With Tax Break Expired, Middle Class Faces a Greater Burden for 2006
By DAVID CAY JOHNSTON
Published: April 16, 2006
The tax break that expired at the end of 2005 limited the alternative minimum tax to 3.6 million taxpayers, of which 2.1 million were families with children.
This year 18.9 million taxpayers are facing the alternative levy, with 11.8 million representing families with children. Without Congressional action, those affected will pay $26.6 billion more in federal income taxes for this year. Almost the same amount, $24.1 billion, will be saved by all investors, the Tax Policy Center estimated. Actual savings for investors are likely to be higher if recent stock market growth continues.

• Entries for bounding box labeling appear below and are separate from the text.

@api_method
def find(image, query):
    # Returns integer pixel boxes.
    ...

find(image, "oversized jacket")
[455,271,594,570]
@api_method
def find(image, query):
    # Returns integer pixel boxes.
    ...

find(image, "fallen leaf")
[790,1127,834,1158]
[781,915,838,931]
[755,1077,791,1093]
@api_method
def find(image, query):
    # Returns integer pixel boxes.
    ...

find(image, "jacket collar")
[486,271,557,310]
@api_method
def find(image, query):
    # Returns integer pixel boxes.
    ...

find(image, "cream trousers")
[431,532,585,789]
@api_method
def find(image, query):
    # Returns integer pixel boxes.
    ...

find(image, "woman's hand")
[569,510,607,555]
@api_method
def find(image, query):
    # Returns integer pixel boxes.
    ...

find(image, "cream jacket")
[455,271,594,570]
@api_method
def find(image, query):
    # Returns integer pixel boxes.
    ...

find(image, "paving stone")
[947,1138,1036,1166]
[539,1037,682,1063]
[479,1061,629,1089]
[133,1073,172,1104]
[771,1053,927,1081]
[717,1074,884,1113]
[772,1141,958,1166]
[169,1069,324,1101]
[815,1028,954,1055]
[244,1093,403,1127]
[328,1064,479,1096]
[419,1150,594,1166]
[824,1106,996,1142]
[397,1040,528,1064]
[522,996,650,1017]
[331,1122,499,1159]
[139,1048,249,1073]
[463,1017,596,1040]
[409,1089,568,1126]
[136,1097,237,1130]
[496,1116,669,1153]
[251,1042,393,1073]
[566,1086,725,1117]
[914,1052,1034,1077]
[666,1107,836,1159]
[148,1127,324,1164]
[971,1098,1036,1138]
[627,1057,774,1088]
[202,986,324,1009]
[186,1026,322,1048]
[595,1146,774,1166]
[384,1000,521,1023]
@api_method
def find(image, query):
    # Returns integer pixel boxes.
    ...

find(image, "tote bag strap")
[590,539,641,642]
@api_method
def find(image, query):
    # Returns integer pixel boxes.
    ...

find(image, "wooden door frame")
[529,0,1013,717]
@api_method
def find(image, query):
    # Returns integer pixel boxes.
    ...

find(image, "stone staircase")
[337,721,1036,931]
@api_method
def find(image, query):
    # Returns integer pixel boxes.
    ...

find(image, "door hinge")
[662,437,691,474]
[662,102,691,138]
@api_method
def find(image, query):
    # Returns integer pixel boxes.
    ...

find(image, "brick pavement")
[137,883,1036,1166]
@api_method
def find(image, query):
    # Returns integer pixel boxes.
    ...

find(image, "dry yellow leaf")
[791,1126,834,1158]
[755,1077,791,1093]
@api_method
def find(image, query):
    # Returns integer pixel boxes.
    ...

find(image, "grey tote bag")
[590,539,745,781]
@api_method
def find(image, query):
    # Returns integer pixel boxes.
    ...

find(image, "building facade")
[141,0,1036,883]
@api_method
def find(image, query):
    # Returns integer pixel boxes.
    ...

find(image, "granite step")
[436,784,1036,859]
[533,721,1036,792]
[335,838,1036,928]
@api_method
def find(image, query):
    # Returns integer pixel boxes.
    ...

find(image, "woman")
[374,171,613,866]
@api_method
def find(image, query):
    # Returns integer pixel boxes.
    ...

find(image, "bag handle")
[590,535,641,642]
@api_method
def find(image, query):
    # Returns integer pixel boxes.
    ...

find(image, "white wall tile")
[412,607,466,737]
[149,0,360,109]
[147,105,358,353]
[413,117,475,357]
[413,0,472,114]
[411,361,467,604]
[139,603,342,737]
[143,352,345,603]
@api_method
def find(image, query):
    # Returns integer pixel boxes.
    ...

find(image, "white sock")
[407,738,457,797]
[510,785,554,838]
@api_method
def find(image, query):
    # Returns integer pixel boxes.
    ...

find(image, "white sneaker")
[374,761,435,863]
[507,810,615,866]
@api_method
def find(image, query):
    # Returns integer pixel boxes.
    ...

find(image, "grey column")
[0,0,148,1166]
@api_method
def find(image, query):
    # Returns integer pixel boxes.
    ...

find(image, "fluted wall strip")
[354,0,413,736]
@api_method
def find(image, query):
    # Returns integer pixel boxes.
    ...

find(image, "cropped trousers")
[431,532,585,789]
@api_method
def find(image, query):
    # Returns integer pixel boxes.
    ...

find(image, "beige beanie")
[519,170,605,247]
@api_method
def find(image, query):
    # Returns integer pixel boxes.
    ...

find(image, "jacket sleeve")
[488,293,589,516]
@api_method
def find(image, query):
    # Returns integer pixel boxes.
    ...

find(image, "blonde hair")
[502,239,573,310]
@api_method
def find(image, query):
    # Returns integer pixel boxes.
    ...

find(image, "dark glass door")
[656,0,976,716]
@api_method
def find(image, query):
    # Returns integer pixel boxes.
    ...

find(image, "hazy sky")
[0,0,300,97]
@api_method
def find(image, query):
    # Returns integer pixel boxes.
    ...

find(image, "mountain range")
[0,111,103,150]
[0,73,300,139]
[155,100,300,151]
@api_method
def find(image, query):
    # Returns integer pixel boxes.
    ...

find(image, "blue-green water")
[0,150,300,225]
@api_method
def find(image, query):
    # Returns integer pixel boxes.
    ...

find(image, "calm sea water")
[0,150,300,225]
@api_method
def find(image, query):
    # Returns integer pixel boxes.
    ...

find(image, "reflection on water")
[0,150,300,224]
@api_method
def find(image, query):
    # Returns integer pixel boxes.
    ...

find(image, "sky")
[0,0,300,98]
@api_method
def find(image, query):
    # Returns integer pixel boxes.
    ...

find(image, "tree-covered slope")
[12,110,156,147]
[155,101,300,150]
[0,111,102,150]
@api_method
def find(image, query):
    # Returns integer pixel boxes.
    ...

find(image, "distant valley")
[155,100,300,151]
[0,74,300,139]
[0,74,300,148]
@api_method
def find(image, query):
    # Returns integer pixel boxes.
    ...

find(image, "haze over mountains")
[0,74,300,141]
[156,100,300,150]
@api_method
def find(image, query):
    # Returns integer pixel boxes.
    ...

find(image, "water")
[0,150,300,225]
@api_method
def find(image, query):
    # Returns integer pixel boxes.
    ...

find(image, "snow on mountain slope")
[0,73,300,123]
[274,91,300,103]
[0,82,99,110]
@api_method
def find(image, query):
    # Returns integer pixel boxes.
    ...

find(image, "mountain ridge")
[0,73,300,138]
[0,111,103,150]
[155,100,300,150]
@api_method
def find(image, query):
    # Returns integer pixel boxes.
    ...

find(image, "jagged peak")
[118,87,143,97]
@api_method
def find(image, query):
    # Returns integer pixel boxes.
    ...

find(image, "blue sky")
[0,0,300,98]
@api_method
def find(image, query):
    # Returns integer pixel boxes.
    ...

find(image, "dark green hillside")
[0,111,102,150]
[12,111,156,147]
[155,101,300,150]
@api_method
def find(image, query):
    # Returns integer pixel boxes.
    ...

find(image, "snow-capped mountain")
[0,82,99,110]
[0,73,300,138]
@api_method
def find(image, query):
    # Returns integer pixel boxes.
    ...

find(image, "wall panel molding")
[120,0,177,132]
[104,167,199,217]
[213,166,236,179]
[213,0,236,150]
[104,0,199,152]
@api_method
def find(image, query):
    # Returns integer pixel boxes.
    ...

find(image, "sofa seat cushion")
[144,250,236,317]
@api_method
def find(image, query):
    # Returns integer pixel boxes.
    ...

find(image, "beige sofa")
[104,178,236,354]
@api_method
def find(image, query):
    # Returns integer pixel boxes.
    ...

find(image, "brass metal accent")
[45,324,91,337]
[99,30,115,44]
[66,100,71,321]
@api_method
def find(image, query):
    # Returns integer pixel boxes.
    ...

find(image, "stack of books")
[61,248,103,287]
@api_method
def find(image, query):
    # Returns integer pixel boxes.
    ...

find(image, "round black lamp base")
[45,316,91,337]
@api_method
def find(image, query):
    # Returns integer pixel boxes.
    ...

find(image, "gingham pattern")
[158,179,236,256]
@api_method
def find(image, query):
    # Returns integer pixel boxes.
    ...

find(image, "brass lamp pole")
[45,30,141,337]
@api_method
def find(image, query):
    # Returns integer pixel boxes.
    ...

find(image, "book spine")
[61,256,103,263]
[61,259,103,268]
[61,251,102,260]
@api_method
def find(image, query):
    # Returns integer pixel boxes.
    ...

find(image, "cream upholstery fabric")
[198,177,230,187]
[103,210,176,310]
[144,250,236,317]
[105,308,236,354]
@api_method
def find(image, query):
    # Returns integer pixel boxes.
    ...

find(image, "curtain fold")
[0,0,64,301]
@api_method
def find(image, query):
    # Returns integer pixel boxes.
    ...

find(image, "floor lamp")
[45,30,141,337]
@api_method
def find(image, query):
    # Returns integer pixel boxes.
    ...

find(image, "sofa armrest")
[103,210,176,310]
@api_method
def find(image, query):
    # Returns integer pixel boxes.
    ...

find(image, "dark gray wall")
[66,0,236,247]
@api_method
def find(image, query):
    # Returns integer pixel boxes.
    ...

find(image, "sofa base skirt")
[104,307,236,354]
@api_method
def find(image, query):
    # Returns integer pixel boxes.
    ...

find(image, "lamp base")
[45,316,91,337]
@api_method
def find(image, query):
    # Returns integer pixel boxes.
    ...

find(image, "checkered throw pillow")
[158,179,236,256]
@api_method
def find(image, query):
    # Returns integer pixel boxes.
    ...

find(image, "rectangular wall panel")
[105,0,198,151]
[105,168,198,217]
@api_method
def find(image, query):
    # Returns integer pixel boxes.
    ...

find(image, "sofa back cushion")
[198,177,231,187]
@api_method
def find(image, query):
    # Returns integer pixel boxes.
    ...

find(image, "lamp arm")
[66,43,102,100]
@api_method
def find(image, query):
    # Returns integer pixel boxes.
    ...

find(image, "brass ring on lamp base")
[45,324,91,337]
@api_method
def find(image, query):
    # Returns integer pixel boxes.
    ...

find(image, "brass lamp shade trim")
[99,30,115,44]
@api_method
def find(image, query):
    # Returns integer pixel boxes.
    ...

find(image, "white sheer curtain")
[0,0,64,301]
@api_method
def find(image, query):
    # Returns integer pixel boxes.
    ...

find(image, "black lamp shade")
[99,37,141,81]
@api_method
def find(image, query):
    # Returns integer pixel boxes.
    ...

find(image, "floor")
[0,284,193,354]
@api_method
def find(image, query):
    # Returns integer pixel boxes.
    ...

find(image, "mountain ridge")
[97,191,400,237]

The alternative tax was originally adopted in 1969 to ensure that people who earned the equivalent of more than $1 million in today's dollars did not live tax free. It has not been fully adjusted for inflation and was not integrated into the Bush tax cuts. In addition, Congress in 1986 made basic changes in what kind of deductions are counted in determining whether one has to pay the alternative levy, causing it to become a tax on the middle class.
In the beginning it took away exotic breaks to high-income taxpayers who paid little or no tax. Now it denies people exemptions for themselves and their children and deductions for state income taxes and local property taxes.
Just one-tenth of 1 percent of the increased alternative tax is being paid this year by those making $1 million or more, the Tax Policy Center estimates, even though this is the only group affected by the original version of the levy.
And you all thought your kids would be the first generation to not do as well as their parent's generation.